A limited volume of electricity conforming to the system security criteria can be transmitted in a power grid. This is referred to as the grid's transmission capacity. Transmission capacity allocation and congestion management ensures that the power flows remain within the transmission capacity.
Fingrid provides the electricity market with as much transmission capacity as is possible without compromising the system security of the main grid.
Fingrid's Transmission capacity allocation and congestion management is based on systematic planning and predictability.
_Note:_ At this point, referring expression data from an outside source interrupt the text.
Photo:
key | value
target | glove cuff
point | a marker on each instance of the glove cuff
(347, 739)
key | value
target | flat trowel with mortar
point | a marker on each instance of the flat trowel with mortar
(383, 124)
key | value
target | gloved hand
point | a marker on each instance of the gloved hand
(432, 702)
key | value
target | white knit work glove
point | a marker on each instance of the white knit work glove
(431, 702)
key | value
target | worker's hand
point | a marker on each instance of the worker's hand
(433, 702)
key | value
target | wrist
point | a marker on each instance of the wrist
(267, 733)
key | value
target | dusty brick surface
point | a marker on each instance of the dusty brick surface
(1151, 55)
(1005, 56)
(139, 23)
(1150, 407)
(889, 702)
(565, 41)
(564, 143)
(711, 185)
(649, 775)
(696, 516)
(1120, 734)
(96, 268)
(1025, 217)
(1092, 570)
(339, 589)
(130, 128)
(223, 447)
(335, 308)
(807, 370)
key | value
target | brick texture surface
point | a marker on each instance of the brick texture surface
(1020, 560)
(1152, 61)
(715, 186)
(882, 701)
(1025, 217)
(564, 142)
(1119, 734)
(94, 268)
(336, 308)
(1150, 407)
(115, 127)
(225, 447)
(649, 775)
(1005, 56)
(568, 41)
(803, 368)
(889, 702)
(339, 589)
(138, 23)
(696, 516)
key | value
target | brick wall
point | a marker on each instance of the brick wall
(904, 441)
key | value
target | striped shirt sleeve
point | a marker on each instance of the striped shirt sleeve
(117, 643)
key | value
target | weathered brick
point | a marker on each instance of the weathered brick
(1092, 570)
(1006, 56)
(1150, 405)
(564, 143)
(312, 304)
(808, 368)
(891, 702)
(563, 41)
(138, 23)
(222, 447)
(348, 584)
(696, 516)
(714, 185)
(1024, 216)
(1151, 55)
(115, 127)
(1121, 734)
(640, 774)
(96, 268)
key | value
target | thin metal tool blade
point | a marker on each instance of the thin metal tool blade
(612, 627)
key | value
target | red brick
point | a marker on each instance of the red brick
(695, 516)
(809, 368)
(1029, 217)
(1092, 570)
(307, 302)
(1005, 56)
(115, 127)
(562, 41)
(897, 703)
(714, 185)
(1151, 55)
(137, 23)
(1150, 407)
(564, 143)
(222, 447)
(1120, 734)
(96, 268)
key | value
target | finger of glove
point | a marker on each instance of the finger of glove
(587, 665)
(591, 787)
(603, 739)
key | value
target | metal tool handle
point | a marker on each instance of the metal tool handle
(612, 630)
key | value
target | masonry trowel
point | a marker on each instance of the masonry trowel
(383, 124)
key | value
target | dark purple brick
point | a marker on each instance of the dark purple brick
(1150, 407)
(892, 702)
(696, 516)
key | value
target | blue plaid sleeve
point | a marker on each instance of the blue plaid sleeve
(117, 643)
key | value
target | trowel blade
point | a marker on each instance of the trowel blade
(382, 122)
Transmissions planned for cross-border connections are determined on the day-ahead and intraday markets. In the day-ahead market auction, cross-border transmissions and the price of electrical energy in different bidding areas are simultaneously determined within the transmission capacity limits between the bidding areas. Any capacity which is left unused in the day-ahead market is offered to the intraday market.
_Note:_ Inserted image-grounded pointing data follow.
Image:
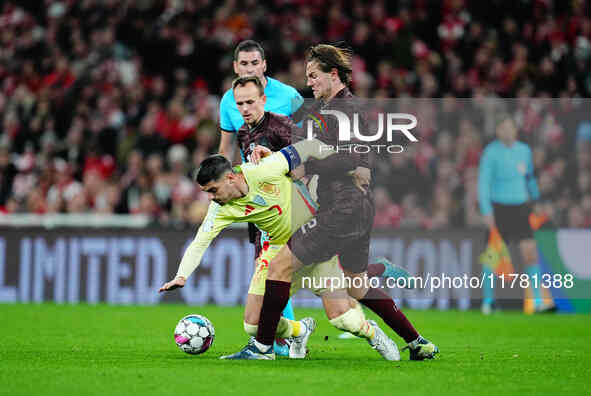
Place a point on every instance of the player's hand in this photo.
(298, 173)
(489, 220)
(361, 178)
(258, 153)
(177, 282)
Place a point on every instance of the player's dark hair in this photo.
(248, 46)
(242, 81)
(212, 169)
(330, 57)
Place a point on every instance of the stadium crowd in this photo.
(107, 105)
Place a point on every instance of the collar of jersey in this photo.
(258, 125)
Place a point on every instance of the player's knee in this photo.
(251, 329)
(280, 270)
(350, 321)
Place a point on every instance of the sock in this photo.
(276, 296)
(354, 322)
(287, 328)
(534, 272)
(383, 305)
(376, 269)
(251, 330)
(415, 343)
(288, 311)
(488, 293)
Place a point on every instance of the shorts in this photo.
(513, 222)
(331, 233)
(317, 278)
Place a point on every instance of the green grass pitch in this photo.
(51, 349)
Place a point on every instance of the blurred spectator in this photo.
(126, 97)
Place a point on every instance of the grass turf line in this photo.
(51, 349)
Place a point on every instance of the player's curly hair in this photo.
(331, 57)
(212, 169)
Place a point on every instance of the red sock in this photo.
(376, 269)
(383, 305)
(276, 297)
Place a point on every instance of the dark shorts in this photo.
(513, 221)
(333, 233)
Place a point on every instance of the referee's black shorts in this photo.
(513, 221)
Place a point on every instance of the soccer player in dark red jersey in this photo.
(343, 222)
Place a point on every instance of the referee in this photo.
(249, 60)
(506, 189)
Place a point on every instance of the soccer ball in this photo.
(194, 334)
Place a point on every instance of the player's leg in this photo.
(529, 253)
(286, 328)
(384, 268)
(277, 291)
(489, 260)
(352, 262)
(262, 240)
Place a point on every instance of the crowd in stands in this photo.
(106, 106)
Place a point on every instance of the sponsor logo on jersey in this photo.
(259, 200)
(268, 188)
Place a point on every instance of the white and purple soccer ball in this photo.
(194, 334)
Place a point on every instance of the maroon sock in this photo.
(276, 297)
(383, 305)
(376, 269)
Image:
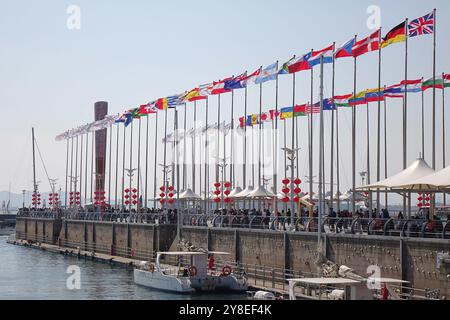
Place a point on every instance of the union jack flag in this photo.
(422, 25)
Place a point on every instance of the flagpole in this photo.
(193, 149)
(92, 167)
(232, 141)
(156, 162)
(67, 173)
(434, 94)
(131, 163)
(444, 195)
(368, 154)
(76, 172)
(379, 124)
(117, 165)
(354, 138)
(310, 136)
(259, 134)
(165, 177)
(321, 162)
(423, 122)
(110, 164)
(86, 170)
(385, 148)
(294, 152)
(146, 164)
(71, 170)
(81, 166)
(184, 149)
(332, 133)
(206, 159)
(405, 116)
(275, 175)
(122, 208)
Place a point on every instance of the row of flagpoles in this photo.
(352, 48)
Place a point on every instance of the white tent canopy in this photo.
(439, 179)
(244, 192)
(234, 192)
(189, 195)
(260, 193)
(416, 170)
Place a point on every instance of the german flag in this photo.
(397, 34)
Transmission outages which affect transmission capacity are planned cost-efficiently while bearing the system as a whole in mind. Transmission outages are scheduled for times during which they cause minimal disruption to the electricity markets and customers, taking technical boundary terms into account.
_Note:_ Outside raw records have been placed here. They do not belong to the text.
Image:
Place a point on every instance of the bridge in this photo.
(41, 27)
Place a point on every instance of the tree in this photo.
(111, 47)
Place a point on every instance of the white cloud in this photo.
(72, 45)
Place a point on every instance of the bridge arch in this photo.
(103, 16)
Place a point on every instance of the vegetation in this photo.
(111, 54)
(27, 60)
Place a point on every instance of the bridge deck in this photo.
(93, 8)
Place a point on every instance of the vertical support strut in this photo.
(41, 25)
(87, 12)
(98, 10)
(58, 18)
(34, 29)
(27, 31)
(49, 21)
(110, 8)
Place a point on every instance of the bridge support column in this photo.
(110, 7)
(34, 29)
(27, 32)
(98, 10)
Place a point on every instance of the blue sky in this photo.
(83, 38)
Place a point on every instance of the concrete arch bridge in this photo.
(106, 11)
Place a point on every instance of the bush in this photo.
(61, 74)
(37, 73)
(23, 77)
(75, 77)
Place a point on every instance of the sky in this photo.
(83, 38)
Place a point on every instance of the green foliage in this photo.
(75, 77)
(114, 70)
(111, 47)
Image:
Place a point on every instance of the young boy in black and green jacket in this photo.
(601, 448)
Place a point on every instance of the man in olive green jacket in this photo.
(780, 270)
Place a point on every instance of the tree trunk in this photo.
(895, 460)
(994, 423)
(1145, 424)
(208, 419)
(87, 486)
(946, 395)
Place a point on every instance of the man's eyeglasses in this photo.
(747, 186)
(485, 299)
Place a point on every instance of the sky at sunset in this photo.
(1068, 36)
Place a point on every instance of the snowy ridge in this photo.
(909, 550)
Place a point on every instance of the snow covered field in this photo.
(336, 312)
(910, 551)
Transmission management in the nation-wide transmission grid is used for maintaining electricity transmissions within the limits permitted by the prevailing operation situation. These limits are specified by means of system security calculations, taking into account potential faults occurring in the power system. The transmission limits vary in different operation situations, and issues such as planned maintenance outages in the grid may have considerable influence on the transmission limits.
The transmission limits are ascertained individually in each case using calculations. The principle is that a dimensioning fault must not lead to the loss of synchronous operation, voltage collapse, shedding of loads, excessive voltage or frequency variations, overloading of parts of the grid, or self-sustained electromechanical fluctuations.
A point which restricts transmissions in the grid is referred to as a congestion or bottleneck. Short-term congestions in the transmission grid are taken care of commercially by means of counter trading, and long-term congestions are taken care of by means of price areas or by reinforcing the grid.
Counter trading is used for changing the geographical distribution of production by power plants, which is determined on a market basis. Fingrid purchases at its own cost the missing capacity in the relevant area and agrees on the down-regulation of a sufficient production volume in an area that feeds the congestion. Counter trading is used for ensuring system security in the entire power system.
In a situation with insufficient transmission capacity, for example if the transmission capacity between Finland and Sweden is below the need for transmissions, the electricity exchange segregates the prices into price areas. In accordance with methodology applied by the electricity exchange, electricity flows between countries from an inexpensive area to an expensive area.